Some findings with particular implications for communicators include: Low paternal education, dissatisfaction with vaccination service, fear of vaccine side effects, female-headed households, and employed and less empowered mothers were risk factors. For example:

  • Partners' educational status emerged as a predictor of children's IPV-OPV-3 status, independent of maternal education or household wealth status, and explained a significant proportion of inequality with polio vaccination.
  • Caregivers who reported that they were not satisfied with vaccination service (adjusted odds ratio (aOR): 2.15, 95% CI: 1.53-3.01) or had not been visited by frontline health workers in the past 3 months (aOR: 1.63, 95% CI: 1.26-2.12) had lower uptake.
  • Nearly all (99.4%) knew where to get their child vaccinated. However, only 45.1% managed to mention at least three vaccine-preventable diseases, and only 19.1% were aware that infants have to be vaccinated starting from birth. Smaller proportions reported fear of vaccine side effects (2.1%) and refused vaccination offered by a health worker (0.4%). Caregivers who did report fear of vaccine side effects had significantly reduced odds of receiving the vaccines.
  • Infants born to women with low decision-making power had 3 times increased odds (aOR = 2.93, 95% CI: 2.16-4.00) of not receiving IPV-OPV-3 vaccines than those born to women with high decision-making power. As the researchers explain: "poor household decision-making power compromises care seeking behavior."
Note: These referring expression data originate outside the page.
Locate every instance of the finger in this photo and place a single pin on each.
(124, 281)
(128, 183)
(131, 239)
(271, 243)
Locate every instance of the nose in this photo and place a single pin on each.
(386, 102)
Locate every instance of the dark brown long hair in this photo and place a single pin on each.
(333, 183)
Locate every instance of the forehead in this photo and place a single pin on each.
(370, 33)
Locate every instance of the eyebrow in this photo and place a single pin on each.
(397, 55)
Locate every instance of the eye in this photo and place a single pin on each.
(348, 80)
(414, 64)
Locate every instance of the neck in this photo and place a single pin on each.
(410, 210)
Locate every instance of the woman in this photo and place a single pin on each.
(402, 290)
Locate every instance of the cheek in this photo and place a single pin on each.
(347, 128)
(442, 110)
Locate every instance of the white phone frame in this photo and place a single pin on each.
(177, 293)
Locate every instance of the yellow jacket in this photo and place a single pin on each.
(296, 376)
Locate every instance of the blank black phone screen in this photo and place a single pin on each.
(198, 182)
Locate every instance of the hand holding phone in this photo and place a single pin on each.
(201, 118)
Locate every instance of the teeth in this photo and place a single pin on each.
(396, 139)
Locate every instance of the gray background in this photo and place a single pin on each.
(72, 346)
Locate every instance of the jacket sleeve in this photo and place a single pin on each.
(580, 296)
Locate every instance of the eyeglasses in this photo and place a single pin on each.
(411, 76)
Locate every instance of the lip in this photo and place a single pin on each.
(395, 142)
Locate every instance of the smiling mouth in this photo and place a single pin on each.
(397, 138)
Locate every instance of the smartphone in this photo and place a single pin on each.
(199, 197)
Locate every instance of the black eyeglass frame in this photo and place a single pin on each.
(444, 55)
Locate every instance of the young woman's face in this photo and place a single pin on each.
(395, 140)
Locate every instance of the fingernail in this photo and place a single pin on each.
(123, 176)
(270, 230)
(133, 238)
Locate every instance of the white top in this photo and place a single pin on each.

The researchers suggest that, to keep pace with the GPEI, Ethiopia needs to take actions such as these:

  • Roll out periodic intensification of routine immunisation in remote areas, and strengthen outreach and supplementary immunisation activities such as campaigns so as to bring the vaccine closer to the most at-risk communities.
  • Integrate immunisation with other services to reduce missed opportunities.
  • Address parents' concern over vaccine side effects by integrating counseling activities into routine immunisation programmes.
  • Be gender responsive: Engage husbands more effectively in polio vaccination, and become more responsive to female-headed households and employed mothers.